Maladie, assassinat ? Les causes de la mort de Yasser Arafat, décédé le 11 novembre 2004 dans un hôpital militaire de Clamart, en région parisienne, après une brusque détérioration de son état de santé, n’ont jamais été élucidées.

Les juges de Nanterre étaient saisis d’une enquête pour «assassinat» depuis août 2012, après une plainte contre X déposée par Souha Arafat à la suite de la découverte, tardive, de polonium 210 sur des effets personnels de son mari.

Au moment de la mort d’Arafat, cette substance radioactive hautement toxique, qui a tué l’ex-agent russe Alexandre Litvinenko à petit feu en 2006 à Londres, était encore mal connue.

La tombe du vieux chef palestinien avait été ouverte en novembre 2012 et une soixantaine d’échantillons (os, tissus) prélevés sur sa dépouille puis répartis pour analyse entre trois équipes d’experts suisses, français et russes.

A deux reprises, les experts mandatés par les juges français ont écarté la thèse de l’empoisonnement, estimant que la présence dans l’environnement extérieur d’un gaz radioactif naturel, le radon, expliquerait les fortes quantités de polonium enregistrées dans sa sépulture et sur sa dépouille.

Dans leurs expertises complémentaires, les Français avaient réexploité des données brutes issues de l’analyse en 2004, par le service de protection radiologique des armées, d’échantillons d’urine prélevés sur Yasser Arafat lors de son hospitalisation. Ils n’y avaient pas trouvé de polonium.

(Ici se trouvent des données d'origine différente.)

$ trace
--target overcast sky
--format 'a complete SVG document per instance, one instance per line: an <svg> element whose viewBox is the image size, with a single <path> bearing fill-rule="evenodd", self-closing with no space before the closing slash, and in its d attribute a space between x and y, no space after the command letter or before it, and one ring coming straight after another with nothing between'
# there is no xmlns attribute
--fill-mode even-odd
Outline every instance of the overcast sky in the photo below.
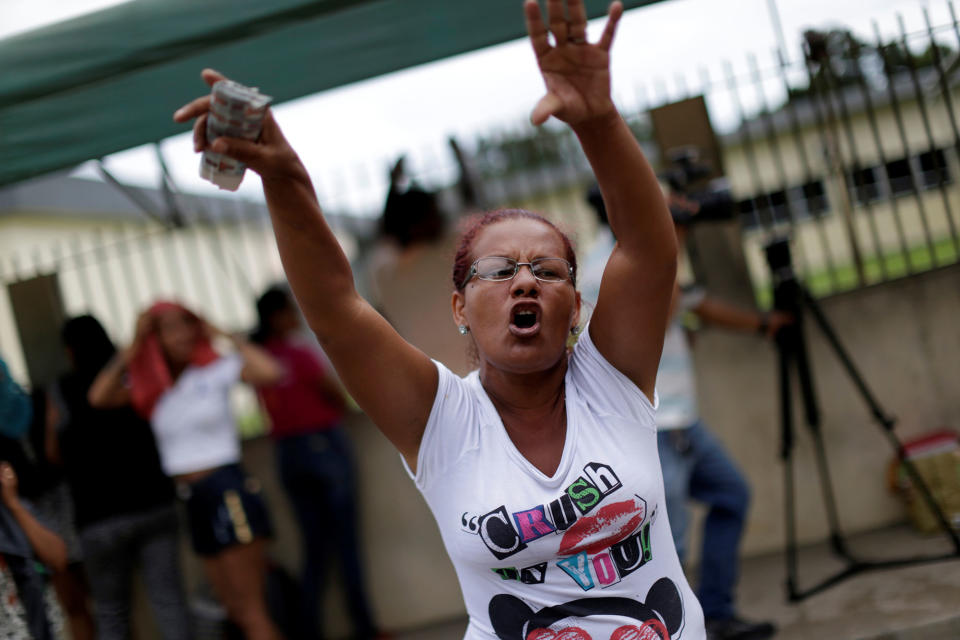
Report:
<svg viewBox="0 0 960 640"><path fill-rule="evenodd" d="M935 25L950 20L945 0L776 2L794 59L806 28L846 25L872 40L872 21L890 35L897 30L898 14L908 31L922 30L923 7ZM0 0L0 37L114 4L117 0ZM519 0L517 5L519 21ZM701 69L721 80L724 60L738 75L746 74L750 52L761 68L773 69L777 34L769 9L770 0L670 0L627 12L612 54L618 103L629 109L643 103L645 95L679 96L680 85L698 86ZM595 37L602 22L594 21L591 29ZM203 90L199 78L197 88ZM275 112L317 180L321 199L326 195L340 204L360 205L380 200L389 158L407 152L413 168L429 174L446 164L446 136L469 141L491 129L519 130L541 90L528 44L517 41L326 91L280 105ZM716 102L711 117L722 128L731 118L731 106ZM198 161L186 136L171 138L162 148L181 188L210 193L211 185L196 177ZM156 184L152 152L115 154L108 166L125 180ZM259 197L256 178L248 176L240 193Z"/></svg>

Mais des experts suisses sollicités par la veuve avaient au contraire jugé que leurs résultats «soutiennent raisonnablement l’hypothèse de l’empoisonnement» au polonium.

 Conclusions hâtives

«L’absence d’investigation aboutit forcément à la conclusion qu’il n’y a pas de preuve suffisante», ont commenté les avocats de Mme Arafat, dénonçant «une enquête fondamentalement biaisée» et «des conclusions hâtives, qui ne reposent que sur une partie du dossier».

«Quel est l’intérêt de refuser toutes nos demandes d’investigations et de ne pas laisser l’enquête se poursuivre?», ont-ils interrogé.

Toutes leurs demandes d’actes supplémentaires ont été retoquées. Ils avaient notamment réclamé une «nouvelle expertise par un collège international», et que soient entendus des médecins de l’hôpital de Clamart, pour expliquer l’apparition «mystérieuse» des résultats d’analyses d’un échantillon d’urine, utilisés pour l’expertise complémentaire française.

Selon les avocats, ces éléments ne figuraient pas au dossier, motif suffisant pour annuler l’expertise complémentaire. Leur requête en nullité, déposée en juillet, n’a pas encore été examinée. La procédure, non suspensive, n’empêche pas le non-lieu, a expliqué le parquet à l’AFP.

Les avocats ont aussi indiqué réfléchir au dépôt d’une plainte pour «violation du secret de l’instruction» contre l’un des juges, Jacques Gazeaux, qui, dans un livre consacré au dossier par un journaliste français, «avait dit que l’affaire se terminerait par un non-lieu».

Nombre de Palestiniens accusent Israël, qui a toujours nié, d’avoir empoisonné Yasser Arafat. Mais certains soupçonnent aussi une collaboration palestinienne dans ce décès, sur fond de luttes de pouvoir.